Assign vector to slices and allocation

I am trying to optimize my code by reducing all unnecessary memory allocation. In particular I have a some assignment I need to repeat many many times. Hence I pre-allocate all necessary vectors and matrices in order to reduce GC time and allocation time in general. Here I have a working example


function test_assign()
    N = 100
    A = rand(N,N,N)
    B = zeros(N)
    C = zeros(N,N)
    assign_1!(A,B)
    assign_2!(A,C)
end

function assign_1!(A,B)
    N,N,N = size(A)
    for i=1:N
        @views B[i] = test_scalar_field(A[i,:,1])
    end
end

function assign_2!(A,C)
    N,N,N = size(A)
    for i=1:N
        y = @view A[i,:,1]
        x = @view C[i,:]
        x .= test_vector_field(y)
    end
end

function test_scalar_field(x)
    return 10*norm(x)^2
end

function test_vector_field(x)
    return 10*2*x
end

If I do

julia> @benchmark assign_1!(A,B)
BenchmarkTools.Trial: 
  memory estimate:  0 bytes
  allocs estimate:  0
  --------------
  minimum time:     5.355 μs (0.00% GC)
  median time:      5.391 μs (0.00% GC)
  mean time:        5.586 μs (0.00% GC)
  maximum time:     78.947 μs (0.00% GC)
  --------------
  samples:          10000
  evals/sample:     6

so everything is good here where I assign scalar results. While when I assign vectors

@benchmark assign_2!(A,C)
BenchmarkTools.Trial: 
  memory estimate:  87.50 KiB
  allocs estimate:  100
  --------------
  minimum time:     21.977 μs (0.00% GC)
  median time:      45.901 μs (0.00% GC)
  mean time:        50.889 μs (13.14% GC)
  maximum time:     22.403 ms (99.77% GC)
  --------------
  samples:          10000
  evals/sample:     1

I haven’t yet found a way to remove those N allocation that apparently are unnecessary since everything is already there in memory. It should be possible somehow. As a rule of thumb I usually think about allocations in the following way:
Are they really mandatory? Can I write a Fortran90 code with less allocation (where you explicitly allocate) ?
If the answer is YES, then there should be a way

x .= test_vector_field.(y)

Or, maybe test_vector_field must be itself a function that mutates data in-place, i.e. test_vector_field!(x, y) overwrites x with some values based on y.

this doesn’t really makes much sense. It works in this specific examples where test_vector_field acts only component wise without mixing the components. But think at something like test_vector_field(x) = A*x where the function is really vector -> vector and not the vector version of something that acts on scalar -> scalar written in vector form.

This is perhaps the way to go, and actually achieves what I need.

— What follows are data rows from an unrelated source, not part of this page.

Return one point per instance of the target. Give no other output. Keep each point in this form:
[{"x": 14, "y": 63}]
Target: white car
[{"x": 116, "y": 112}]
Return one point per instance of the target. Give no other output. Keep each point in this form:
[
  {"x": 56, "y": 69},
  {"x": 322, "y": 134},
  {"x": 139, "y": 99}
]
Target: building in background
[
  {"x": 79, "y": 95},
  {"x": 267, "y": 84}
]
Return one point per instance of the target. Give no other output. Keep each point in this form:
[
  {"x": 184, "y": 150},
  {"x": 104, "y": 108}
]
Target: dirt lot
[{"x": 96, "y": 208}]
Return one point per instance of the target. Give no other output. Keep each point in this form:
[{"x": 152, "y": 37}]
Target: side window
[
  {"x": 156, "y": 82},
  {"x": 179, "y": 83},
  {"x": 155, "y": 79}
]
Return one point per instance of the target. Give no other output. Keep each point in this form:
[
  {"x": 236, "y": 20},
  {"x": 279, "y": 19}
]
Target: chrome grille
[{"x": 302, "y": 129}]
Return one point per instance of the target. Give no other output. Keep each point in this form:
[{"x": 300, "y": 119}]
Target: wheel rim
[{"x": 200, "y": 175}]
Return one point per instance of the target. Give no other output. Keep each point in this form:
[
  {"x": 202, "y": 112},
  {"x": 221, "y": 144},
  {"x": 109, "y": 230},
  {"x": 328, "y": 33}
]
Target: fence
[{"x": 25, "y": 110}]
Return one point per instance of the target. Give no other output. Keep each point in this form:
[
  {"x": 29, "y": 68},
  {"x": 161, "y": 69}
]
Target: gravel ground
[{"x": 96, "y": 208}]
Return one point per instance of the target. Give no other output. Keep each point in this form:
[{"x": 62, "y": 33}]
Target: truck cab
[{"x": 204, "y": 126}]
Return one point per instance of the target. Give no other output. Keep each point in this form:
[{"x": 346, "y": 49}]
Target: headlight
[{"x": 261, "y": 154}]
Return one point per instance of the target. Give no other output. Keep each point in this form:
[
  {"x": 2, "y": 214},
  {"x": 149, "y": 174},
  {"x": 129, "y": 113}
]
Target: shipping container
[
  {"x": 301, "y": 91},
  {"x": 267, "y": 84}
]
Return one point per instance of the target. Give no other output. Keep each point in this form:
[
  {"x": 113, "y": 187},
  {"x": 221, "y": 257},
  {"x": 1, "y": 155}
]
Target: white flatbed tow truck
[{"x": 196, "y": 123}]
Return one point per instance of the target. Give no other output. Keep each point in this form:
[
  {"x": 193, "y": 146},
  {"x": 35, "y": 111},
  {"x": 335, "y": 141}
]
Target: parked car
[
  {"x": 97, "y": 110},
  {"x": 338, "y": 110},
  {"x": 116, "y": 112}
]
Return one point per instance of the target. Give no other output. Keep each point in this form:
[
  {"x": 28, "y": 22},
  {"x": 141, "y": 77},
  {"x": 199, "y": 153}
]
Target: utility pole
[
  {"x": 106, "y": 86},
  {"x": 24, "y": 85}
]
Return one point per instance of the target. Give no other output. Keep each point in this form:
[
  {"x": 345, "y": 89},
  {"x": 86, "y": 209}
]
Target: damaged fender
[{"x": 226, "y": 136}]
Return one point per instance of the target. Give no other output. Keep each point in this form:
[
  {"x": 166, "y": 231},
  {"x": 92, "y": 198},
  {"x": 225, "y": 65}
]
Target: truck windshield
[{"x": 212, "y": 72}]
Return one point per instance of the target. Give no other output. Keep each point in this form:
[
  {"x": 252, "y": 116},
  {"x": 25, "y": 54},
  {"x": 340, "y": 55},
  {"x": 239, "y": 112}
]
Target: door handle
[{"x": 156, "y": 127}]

It is utterly boring to write everything in that way but at least it has 0 allocations if x and y are already pre-allocated.
Thanks for the idea!

Somewhat better looking, maybe:

function assign_2!(A,C)
    N,N,N = size(A)
    buf = zeros(eltype(A), N)
    vector_field(y) = test_vector_field!(buf, y)
    for i=1:N
        y = @view A[i,:,1]
        x = @view C[i,:]
        x .= vector_field(y)
    end
end

Otherwise, there is just no way semantically to avoid allocation if you need a non-destructive vector -> vector function in Julia.
A macro transforming x = f(args...) into f(x, args...) for such purposes must be possible, though.

If x is a vector, this necessarily allocates a new vector, there’s no way around this. If test_vector_field works on scalars, you dot both function call and assignment, otherwise, you just have to go with test_vector_field!.

For in-place matrix-vector product you anyway have to use mul!(y, A, x).

Perhaps with the exception when x is a static array? Depending on the context that would not allocate anything.

julia> function f(x)
         10*x
       end

julia> let 
         x = SVector{3,Float64}(rand(3))
         @allocated f(x)
       end
0

I am mentioning this because effectively you have taught me this a few days ago, and that allowed me to write some parts of a code of mine much clearer (without carrying the ! and preallocating some vectors obsessively everywhere, which was my programming habit).

Well, yes and no. It would create a new vector, but there is no performance cost to it, so it doesn’t matter. So I guess it doesn’t allocate a vector, but it does create it.

:+1:

1 Like

Here’s a macro for inplace operations:

macro in(code)
  code.head == :(=) || error("assignment expected")
  lhs, expr = code.args
  expr.head == :call || error("function call expected")
  # append `!` to the function name
  expr.args[1] = Symbol(String(expr.args[1]) * "!")
  # insert `lhs` as the first argument to the function
  insert!(expr.args, 2, lhs)
  esc(expr)
end

For instance, as can be verified with @macroexpand,

@in lhs = f(g(x), y, h(z) + k(w))

gets translated to

f!(lhs, g(x), y, h(z) + k(w))

I do not advocate the use of this macro.

2 Likes